Bug 10222 - /dev/log permits anyone to forge arbitrary audit records
Summary: /dev/log permits anyone to forge arbitrary audit records
Keywords:
Status: CLOSED CURRENTRELEASE
Alias: None
Product: Red Hat Linux
Classification: Retired
Component: sysklogd
Version: 8.0
Hardware: All
OS: Linux
medium
medium
Target Milestone: ---
Assignee: Bill Nottingham
QA Contact:
URL:
Whiteboard:
Depends On:
Blocks:
TreeView+ depends on / blocked
 
Reported: 2000-03-17 15:35 UTC by David A. Wheeler
Modified: 2014-03-17 02:13 UTC (History)
4 users (show)

Fixed In Version:
Doc Type: Bug Fix
Doc Text:
Clone Of:
Environment:
Last Closed: 2004-06-18 15:36:53 UTC
Embargoed:


Attachments (Terms of Use)

Description David A. Wheeler 2000-03-17 15:35:36 UTC
Greetings; I have a Red Hat 6.1 system which uses your sysklogd program
version 1.3.31.  I've found a security issue with sysklog's
configuration.

It appears that the default configuration on this system
lets anyone write to /dev/log, e.g., ls -l:
srw-rw-rw-   1 root     root            0 Mar  6 10:54 /dev/log


This means that any local user can forge any logged message they'd like.
This can make it impossible for administrators to determine
"what's really going on"; there's no way to know which messages are real
and which are forged.  I can forge a thousand break-ins... which ones
occurred?  Did any?  Did I hide which one happened?  Here's a trivial
example:

logger -p authpriv.none "PAM_pwdb[9999]: (su) session opened for user root
by dwheeler(uid=500)"

logger -p authpriv.none "PAM_pwdb[9999]: (su) session closed for user root"
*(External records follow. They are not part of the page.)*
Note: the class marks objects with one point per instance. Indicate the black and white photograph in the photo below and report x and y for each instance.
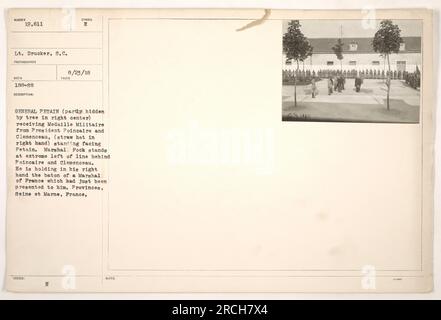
(352, 70)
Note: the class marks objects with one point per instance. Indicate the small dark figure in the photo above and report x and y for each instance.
(339, 84)
(330, 85)
(357, 84)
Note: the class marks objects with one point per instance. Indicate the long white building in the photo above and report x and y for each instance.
(358, 54)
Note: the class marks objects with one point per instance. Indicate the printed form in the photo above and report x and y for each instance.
(200, 151)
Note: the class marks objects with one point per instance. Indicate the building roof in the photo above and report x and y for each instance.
(364, 45)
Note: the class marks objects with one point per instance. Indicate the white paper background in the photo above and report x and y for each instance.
(311, 4)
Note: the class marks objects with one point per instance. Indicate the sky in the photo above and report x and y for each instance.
(353, 28)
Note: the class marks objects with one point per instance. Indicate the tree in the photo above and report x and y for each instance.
(386, 41)
(338, 50)
(296, 47)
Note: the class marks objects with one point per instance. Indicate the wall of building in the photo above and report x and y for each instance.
(362, 61)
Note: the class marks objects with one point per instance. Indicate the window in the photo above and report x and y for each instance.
(353, 46)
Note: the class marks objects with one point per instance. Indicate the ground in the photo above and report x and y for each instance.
(368, 105)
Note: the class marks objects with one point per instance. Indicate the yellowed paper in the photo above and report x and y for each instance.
(162, 151)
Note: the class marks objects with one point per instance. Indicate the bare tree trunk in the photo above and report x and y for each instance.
(389, 82)
(295, 84)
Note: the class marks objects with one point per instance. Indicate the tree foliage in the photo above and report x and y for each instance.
(387, 39)
(295, 45)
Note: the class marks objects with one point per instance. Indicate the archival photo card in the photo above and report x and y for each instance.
(352, 70)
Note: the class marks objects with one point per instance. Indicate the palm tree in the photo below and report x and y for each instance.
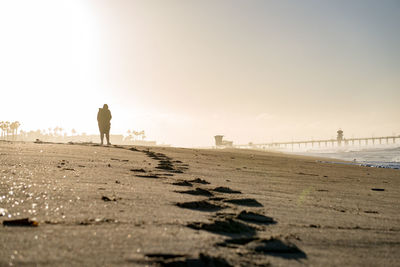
(7, 128)
(2, 127)
(16, 125)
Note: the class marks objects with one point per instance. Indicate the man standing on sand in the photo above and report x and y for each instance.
(103, 119)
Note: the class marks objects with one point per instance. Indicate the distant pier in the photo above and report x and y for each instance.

Obviously, this is not a "break-in" problem, but it is an audit
log integrity problem.

Simple solution: "chmod o= /dev/log".

Comment 1 Nalin Dahyabhai 2000-03-17 18:47:59 UTC
Newer versions of logger from util-linux prepend the user's name to the log
entry before sending it to syslogd, but this should really be fixed in syslogd.

Comment 2 Nalin Dahyabhai 2000-03-17 20:03:59 UTC
Per private email, logger doesn't have any special privileges, and there's no
way to fix this with the current syslogd while still making the logging facility
available to everyone.  Using a connected Unix-domain socket would let syslogd
identify the UID/GID/PID of the sending process and impose limits that way, but
this was changed to work around a DoS problem that cropped up a while back.

Comment 3 Nalin Dahyabhai 2000-04-05 20:26:59 UTC
Changing the permissions will break many programs, so syslog needs to be able to
distinguish between various users who send it data.

Comment 4 Andrew Bartlett 2000-11-11 08:43:32 UTC
Could all users that need to log messages be placed in a special group 'log'
with the respective changes on the /dev/log premissions?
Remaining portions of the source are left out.